J’arrive. Je suis encore tout étourdi de trois nuits de malle-poste, sans compter les jours. Trois nuits à grands coups de fouet, à franc étrier, sans boire, ni manger, ni respirer à peine, avec quatre diablesses de roues qui mangent les lieues vraiment quatre à quatre qu’elles sont. Je t’assure, ma pauvre amie bien-aimée, que la tête est lasse quand, par une aube de vent et de brume, on descend au grand galop dans Brest, sans rien voir que la vitre abaissée sur vos yeux contre la pluie.

Mais ce qui n’est pas las, ce qui est toujours prêt à t’écrire, à penser à toi et à t’aimer, c’est le cœur de ton pauvre vieux mari qui a été enfant avec toi, quoique tu sois restée bien plus jeune que lui, de cœur, d’âme et de visage.

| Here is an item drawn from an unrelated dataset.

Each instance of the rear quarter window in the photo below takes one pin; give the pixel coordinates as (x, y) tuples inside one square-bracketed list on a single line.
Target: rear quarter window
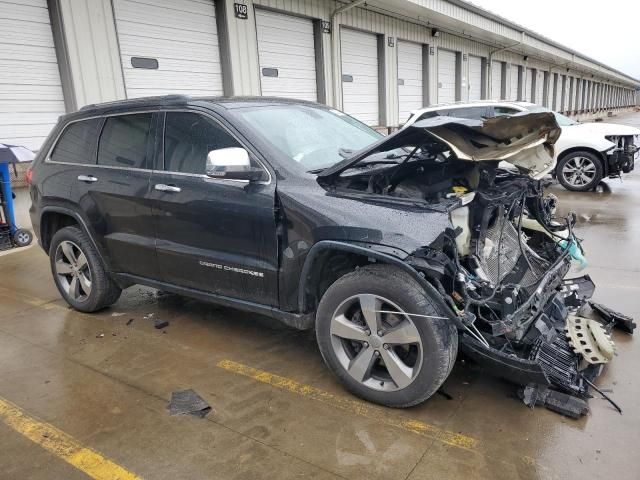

Je n’ai encore rien vu de Brest. Point de monuments, qu’une grande vilaine église du Louis XV le plus Saint-Sulpice qui soit. Pas de vieilles maisons sculptées. Je crois qu’il faudra se résigner au bagne et aux vaisseaux de ligne.

À Saint-Brieuc, Mlles Bernard m’ont quitté. Elles ont été remplacées dans la malle-poste par un officier de marine, homme distingué, M. Esnonne. Il a une fort jolie femme et deux jolis enfants. Il est fort littéraire, sa femme et ses enfants fort poétiques. Leur poésie et la mienne visiteront le bagne ensemble. M. Esnonne m’y fera entrer sans que j’aie à trahir mon incognito.

Des que j’aurai une minute, je t’écrirai. J’irai sans doute voir Karnac. J’ai déjà mouillé mes pieds dans l’océan.

Comment va mon Toto ? et toi ? et tous ? Écris-moi bien au long. Tu vois et tu sais comme je t’aime.

Mille cordialités aux habitants des Roches.